Pedro Soler : Le but a été de remplacer la chant par le violoncelle de Gaspar. Et je crois que ses grincements, ses craquements et ses harmoniques qui s’envolent autour de ma guitare sont très proches de l’expression du flamenco. La voix de ces chanteurs est violente, douloureuse et en même temps tellement pétrie dans la phrase musicale. Le jeu de Gaspar s’en approche très bien sur ce disque. Et c’est pourquoi nous sommes très complémentaires…
Le flamenco est désormais inscrit au patrimoine immatériel de l’humanité de l’Unesco. Pensez-vous que c’est une bonne chose ?

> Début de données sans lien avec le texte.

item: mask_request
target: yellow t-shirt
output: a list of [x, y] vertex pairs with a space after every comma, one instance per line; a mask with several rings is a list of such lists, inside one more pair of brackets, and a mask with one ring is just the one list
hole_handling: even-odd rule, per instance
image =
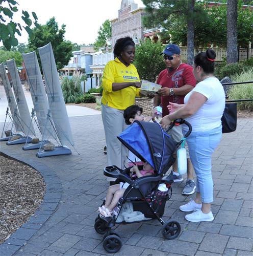
[[140, 96], [140, 89], [130, 86], [119, 91], [113, 91], [112, 83], [139, 82], [136, 68], [130, 64], [126, 67], [118, 58], [109, 61], [106, 65], [102, 77], [103, 93], [101, 102], [118, 110], [125, 110], [134, 105], [135, 97]]

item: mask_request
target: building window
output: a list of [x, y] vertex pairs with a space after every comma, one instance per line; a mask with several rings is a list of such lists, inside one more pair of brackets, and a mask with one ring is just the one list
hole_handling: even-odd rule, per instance
[[138, 40], [138, 36], [137, 35], [136, 35], [134, 37], [134, 41], [135, 42], [135, 44], [137, 44], [139, 42]]

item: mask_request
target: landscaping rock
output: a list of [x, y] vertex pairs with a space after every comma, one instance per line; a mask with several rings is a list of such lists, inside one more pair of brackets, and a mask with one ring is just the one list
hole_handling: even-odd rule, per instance
[[11, 132], [11, 130], [8, 130], [7, 131], [5, 131], [5, 136], [6, 137], [11, 136], [11, 135], [12, 135], [12, 132]]
[[55, 147], [55, 145], [52, 142], [45, 144], [43, 146], [43, 149], [45, 151], [52, 151], [52, 150], [54, 150]]
[[38, 138], [34, 138], [32, 140], [32, 143], [35, 144], [35, 143], [38, 143], [39, 142], [39, 139], [38, 139]]
[[17, 140], [18, 139], [20, 139], [20, 138], [21, 136], [20, 135], [14, 135], [11, 138], [11, 139], [10, 140], [11, 141], [13, 141], [13, 140]]

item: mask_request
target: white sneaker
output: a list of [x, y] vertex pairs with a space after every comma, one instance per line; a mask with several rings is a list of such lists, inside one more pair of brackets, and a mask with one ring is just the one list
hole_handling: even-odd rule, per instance
[[204, 214], [201, 209], [196, 210], [192, 214], [187, 214], [185, 216], [185, 218], [188, 221], [192, 222], [212, 221], [214, 219], [211, 210], [208, 214]]
[[186, 204], [181, 205], [179, 208], [182, 211], [192, 211], [193, 210], [201, 209], [202, 204], [197, 204], [191, 198], [190, 199], [190, 202]]

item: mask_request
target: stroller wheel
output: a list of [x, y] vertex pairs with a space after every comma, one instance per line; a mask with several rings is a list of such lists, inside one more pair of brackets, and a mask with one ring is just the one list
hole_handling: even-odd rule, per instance
[[106, 233], [104, 235], [103, 237], [103, 240], [104, 240], [108, 236], [110, 236], [111, 234], [114, 234], [114, 236], [117, 236], [119, 238], [120, 238], [120, 237], [119, 236], [119, 234], [117, 232], [116, 232], [116, 231], [112, 230], [111, 229], [108, 230], [107, 231]]
[[96, 231], [99, 234], [104, 234], [108, 228], [107, 227], [107, 222], [101, 219], [96, 219], [94, 228]]
[[171, 240], [177, 238], [181, 231], [179, 222], [176, 221], [168, 221], [164, 224], [162, 230], [163, 237]]
[[120, 238], [115, 234], [110, 234], [107, 237], [103, 242], [105, 250], [110, 253], [115, 253], [118, 252], [122, 246]]

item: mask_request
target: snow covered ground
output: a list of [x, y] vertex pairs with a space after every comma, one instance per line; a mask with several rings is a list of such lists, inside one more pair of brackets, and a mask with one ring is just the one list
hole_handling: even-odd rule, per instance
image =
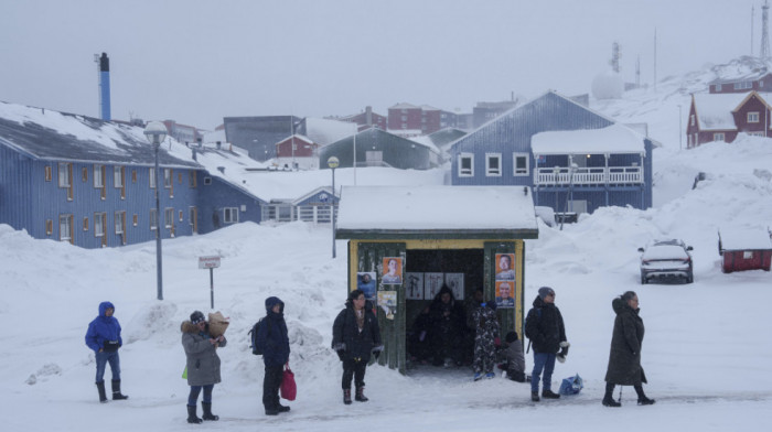
[[[717, 230], [772, 227], [772, 139], [741, 137], [732, 144], [679, 150], [677, 134], [655, 131], [677, 131], [672, 108], [685, 104], [686, 112], [688, 102], [683, 93], [662, 91], [626, 105], [593, 106], [622, 121], [648, 121], [651, 134], [663, 142], [654, 153], [655, 207], [603, 208], [562, 231], [539, 225], [539, 238], [526, 241], [526, 305], [539, 287], [553, 287], [572, 344], [567, 363], [556, 367], [555, 387], [578, 372], [586, 385], [580, 395], [532, 403], [527, 385], [472, 382], [469, 369], [428, 368], [406, 377], [375, 366], [366, 379], [371, 401], [344, 406], [340, 363], [329, 346], [346, 294], [346, 248], [339, 241], [339, 256], [331, 258], [329, 227], [240, 224], [164, 240], [164, 300], [158, 301], [153, 242], [85, 250], [0, 225], [3, 430], [762, 430], [772, 422], [772, 273], [721, 273]], [[699, 172], [706, 180], [693, 190]], [[369, 185], [442, 184], [444, 177], [441, 170], [420, 180], [390, 169], [361, 169], [357, 175]], [[260, 183], [311, 190], [309, 184], [326, 177], [266, 173]], [[353, 183], [351, 170], [337, 170], [336, 177]], [[639, 283], [636, 249], [658, 237], [683, 238], [694, 247], [694, 284]], [[189, 425], [180, 323], [193, 310], [211, 312], [208, 272], [197, 269], [197, 257], [210, 255], [223, 257], [214, 273], [214, 310], [232, 322], [228, 346], [219, 350], [223, 382], [214, 390], [213, 411], [221, 421]], [[637, 407], [625, 388], [623, 407], [610, 409], [600, 400], [611, 300], [626, 290], [641, 299], [645, 388], [657, 403]], [[264, 415], [262, 361], [247, 342], [269, 295], [287, 304], [299, 387], [292, 411], [278, 418]], [[124, 327], [122, 390], [130, 399], [100, 404], [84, 335], [105, 300], [116, 304]], [[532, 357], [526, 361], [530, 367]]]

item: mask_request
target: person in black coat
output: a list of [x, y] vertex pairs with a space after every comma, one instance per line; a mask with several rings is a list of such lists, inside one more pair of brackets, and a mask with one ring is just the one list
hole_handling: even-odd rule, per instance
[[429, 306], [431, 320], [431, 344], [433, 345], [435, 366], [463, 364], [464, 348], [468, 348], [467, 314], [460, 302], [455, 301], [453, 291], [442, 284], [440, 292]]
[[266, 374], [262, 378], [262, 406], [266, 415], [287, 412], [289, 407], [279, 403], [279, 387], [283, 366], [289, 361], [289, 337], [285, 322], [285, 303], [277, 296], [266, 299], [266, 317], [257, 331], [257, 346], [262, 350]]
[[351, 404], [351, 380], [356, 386], [355, 399], [366, 402], [364, 395], [365, 369], [371, 353], [378, 358], [384, 346], [380, 342], [378, 320], [373, 313], [373, 305], [365, 300], [362, 290], [349, 294], [346, 307], [337, 314], [332, 325], [332, 349], [343, 363], [343, 403]]
[[[530, 374], [530, 400], [539, 401], [539, 377], [544, 370], [542, 397], [558, 399], [560, 395], [553, 392], [551, 380], [555, 359], [560, 348], [568, 349], [566, 327], [560, 310], [555, 305], [555, 291], [549, 287], [539, 288], [539, 294], [534, 300], [534, 307], [528, 311], [525, 320], [525, 335], [534, 347], [534, 370]], [[564, 357], [565, 359], [565, 357]]]
[[603, 406], [621, 407], [611, 396], [614, 386], [633, 386], [637, 393], [639, 404], [653, 404], [654, 399], [648, 399], [643, 392], [643, 382], [646, 375], [641, 367], [641, 345], [643, 344], [643, 320], [639, 315], [637, 294], [628, 291], [611, 301], [616, 318], [611, 336], [611, 352], [609, 353], [609, 367], [605, 371], [605, 395]]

Pedro Soler : Je pense que cela ne sert strictement à rien. C’est très bien pour les Andalous et pour leur académie mais cela n’influe en rien sur la musique. C’est Lorca et Manuel de Falla qui ont donné au flamenco ses lettres de noblesse, en organisant le premier concours de flamenco en 1932 à Grenade. Depuis, cette musique est considérée comme un véritable art, autant au niveau du chant, que des mélodies ou de la danse. Qu’il soit inscrit à l’Unesco c’est légitime, mais c’est sûr que ça risque de le figer, de le noyer dans une dimension mondiale…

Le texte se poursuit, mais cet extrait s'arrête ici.